Mac was blinking rapidly. “She did, Kylie. She did.”

“Why don’t you do that anymore, Mommy?” she asked.

Sadie didn’t say anything.

“Mommy?”

“We’ll talk about it later, baby.” Her voice cracked on the last syllable.

The quiet that followed was extremely awkward. Kylie couldn’t stand it for more than a few moments.

“Grampa, Kylie wants to thank you for her birthday gift,” she said.

He smiled at her, his heart twisting with happiness. “You’re welcome, Kylie girl.”

Sadie emitted a choked sound from deep in her throat, and Mac looked her way in concern. Clearing her throat, she changed the topic. “Jasper said you got a job.”

Mac turned his attention away from Kylie and picked up his fork once more. He was having the herb-crusted chicken, at Sadie’s recommendation. He hadn’t eaten much of it, but it wasn’t because he didn’t like it.

“At the mechanic’s shop.”

Sadie nodded and reached for her plate again, pushing a section of her lobster salad around the rim of the dish. “Do you like it there?”
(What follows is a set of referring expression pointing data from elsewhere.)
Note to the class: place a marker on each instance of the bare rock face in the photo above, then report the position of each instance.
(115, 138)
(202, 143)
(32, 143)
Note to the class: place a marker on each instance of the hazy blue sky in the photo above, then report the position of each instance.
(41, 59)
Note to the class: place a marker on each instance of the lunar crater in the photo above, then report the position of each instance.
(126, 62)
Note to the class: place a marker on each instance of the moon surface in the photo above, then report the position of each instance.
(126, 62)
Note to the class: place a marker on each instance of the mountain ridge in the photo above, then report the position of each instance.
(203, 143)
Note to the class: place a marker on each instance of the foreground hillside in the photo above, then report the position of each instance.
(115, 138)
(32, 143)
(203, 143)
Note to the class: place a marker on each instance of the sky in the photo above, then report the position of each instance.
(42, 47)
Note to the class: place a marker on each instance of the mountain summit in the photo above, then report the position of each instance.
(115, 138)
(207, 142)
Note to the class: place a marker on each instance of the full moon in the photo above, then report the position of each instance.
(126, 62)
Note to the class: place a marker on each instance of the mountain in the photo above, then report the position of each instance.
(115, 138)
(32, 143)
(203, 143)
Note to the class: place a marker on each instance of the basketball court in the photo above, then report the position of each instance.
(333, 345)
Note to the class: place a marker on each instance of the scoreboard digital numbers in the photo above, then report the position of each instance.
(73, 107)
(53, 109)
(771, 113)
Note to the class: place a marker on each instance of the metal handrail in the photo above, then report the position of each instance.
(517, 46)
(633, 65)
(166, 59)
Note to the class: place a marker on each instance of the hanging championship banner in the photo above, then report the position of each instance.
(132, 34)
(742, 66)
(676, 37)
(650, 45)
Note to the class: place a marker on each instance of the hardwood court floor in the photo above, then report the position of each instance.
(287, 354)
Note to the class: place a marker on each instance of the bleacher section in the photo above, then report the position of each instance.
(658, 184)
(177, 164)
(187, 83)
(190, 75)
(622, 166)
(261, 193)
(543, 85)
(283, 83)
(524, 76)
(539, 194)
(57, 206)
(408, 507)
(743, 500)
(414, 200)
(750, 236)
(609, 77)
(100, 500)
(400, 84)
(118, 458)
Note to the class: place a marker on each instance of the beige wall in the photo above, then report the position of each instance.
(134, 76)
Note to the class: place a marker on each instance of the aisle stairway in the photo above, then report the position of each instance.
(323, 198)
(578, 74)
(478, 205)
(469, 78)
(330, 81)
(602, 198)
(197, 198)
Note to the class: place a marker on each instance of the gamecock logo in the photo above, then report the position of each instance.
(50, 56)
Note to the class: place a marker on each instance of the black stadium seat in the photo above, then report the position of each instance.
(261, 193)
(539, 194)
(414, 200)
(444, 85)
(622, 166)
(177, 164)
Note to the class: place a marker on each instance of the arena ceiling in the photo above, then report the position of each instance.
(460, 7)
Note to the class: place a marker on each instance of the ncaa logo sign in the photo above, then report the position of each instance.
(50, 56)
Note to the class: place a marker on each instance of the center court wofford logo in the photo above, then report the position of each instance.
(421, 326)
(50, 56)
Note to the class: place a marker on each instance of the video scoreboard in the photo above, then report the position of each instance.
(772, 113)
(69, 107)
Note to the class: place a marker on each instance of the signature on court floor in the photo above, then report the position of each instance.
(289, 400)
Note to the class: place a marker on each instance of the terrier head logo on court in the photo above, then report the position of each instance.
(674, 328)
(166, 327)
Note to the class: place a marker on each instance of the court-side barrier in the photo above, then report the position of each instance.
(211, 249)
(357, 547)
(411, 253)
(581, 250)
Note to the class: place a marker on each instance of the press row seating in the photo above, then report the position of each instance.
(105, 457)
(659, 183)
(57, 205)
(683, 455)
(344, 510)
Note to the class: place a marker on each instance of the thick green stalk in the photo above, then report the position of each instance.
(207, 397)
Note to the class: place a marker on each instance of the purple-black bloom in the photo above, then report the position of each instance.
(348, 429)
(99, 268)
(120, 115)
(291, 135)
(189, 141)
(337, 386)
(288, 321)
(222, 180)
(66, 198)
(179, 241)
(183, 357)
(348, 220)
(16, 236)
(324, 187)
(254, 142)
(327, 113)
“Only been there a couple days. Hard to tell yet.”

She nodded again. “Do you have a place to stay?”

“That old motel on the outskirts of town. I’ve stayed there before, a time or two.”

Mac hadn’t always stayed at the house when he’d come back to town over the years.

Sadie stiffened her spine before saying, “Mom left a couple of things for you. We’ve been keeping them at the house. A few old letters, I think. Some books. I don’t know if you’re interested in them—”

“Of course I’m interested.” He met her eyes squarely this time, and his tone indicated his hurt that she would assume he didn’t care.

She looked down at her plate. “Well, whenever you want them, you can come and get them. It’s not like they’re going anywhere.”

Mac knew better than to remind her that he didn’t plan on going anywhere either.